Functions

$f(x) = x^2 - 2x$ with domain x ≥ 1

Find:

a) the inverse
b) state the range of the inverse

b) The range of the inverse is the domain of f(x) which is x ≥ 1

Need assistance with part a)

Completing the square gives the inverse as $f^{-1}(x) = 1 \pm \sqrt{x + 1}$

How do I know to take the positive or negative square root as the inverse?

The function g(x) = 1 - sqrt(1+x) (with domain x >= -1) gets very negative as x gets large, so its range certainly can't be x >= 1...

I assume you mean the function g(x) with range x ≥ -1 and not domain x ≥ -1?

$f(x) = x^2 - 2x$ with domain x ≥ 1

Find:

a) the inverse
b) state the range of the inverse

Need assistance with part a)

Completing the square gives the inverse as $f^{-1}(x) = 1 \pm \sqrt{x + 1}$

How do I know to take the positive or negative square root as the inverse?

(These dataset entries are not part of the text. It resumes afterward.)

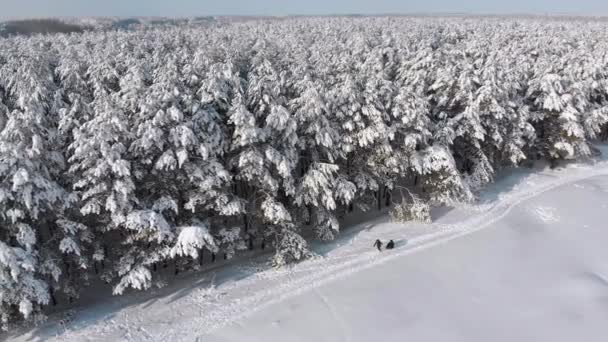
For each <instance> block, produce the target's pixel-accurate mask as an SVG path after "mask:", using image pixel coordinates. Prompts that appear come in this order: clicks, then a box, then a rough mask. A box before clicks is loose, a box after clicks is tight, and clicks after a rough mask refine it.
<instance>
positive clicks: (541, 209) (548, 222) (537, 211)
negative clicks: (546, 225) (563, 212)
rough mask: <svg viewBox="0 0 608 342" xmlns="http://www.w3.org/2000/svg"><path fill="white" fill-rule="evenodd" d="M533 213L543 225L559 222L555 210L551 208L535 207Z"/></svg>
mask: <svg viewBox="0 0 608 342" xmlns="http://www.w3.org/2000/svg"><path fill="white" fill-rule="evenodd" d="M533 212H534V213H535V214H536V216H537V217H538V218H539V219H540V220H541V221H543V222H545V223H551V222H557V221H559V215H558V214H557V210H556V209H555V208H552V207H536V208H534V209H533Z"/></svg>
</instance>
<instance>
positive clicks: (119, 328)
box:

b) The range of the inverse is the domain of f(x) which is x ≥ 1

No he means domain. He's asking you to think about how that function behaves when x takes on large values.

We don't know the domain of g(x) - in this case the inverse. We can figure it out by figuring out the range of f(x) but that would be extra work.

Let's say I plugged in random numbers, x = 35 into $f^{-1}(35) = 1 - \sqrt{35 + 1} = -5$. That is a negative image/range value, so clearly $f^{-1}(x) = 1 - \sqrt{x + 1}$ cannot be the inverse as the range found by just looking at f(x) would be invalid which cannot be the case.

What I'm curious about now my first statement in this post - the domain of g(x). Did he figure it out? Was it even necessary? Can't you just plug in random large values?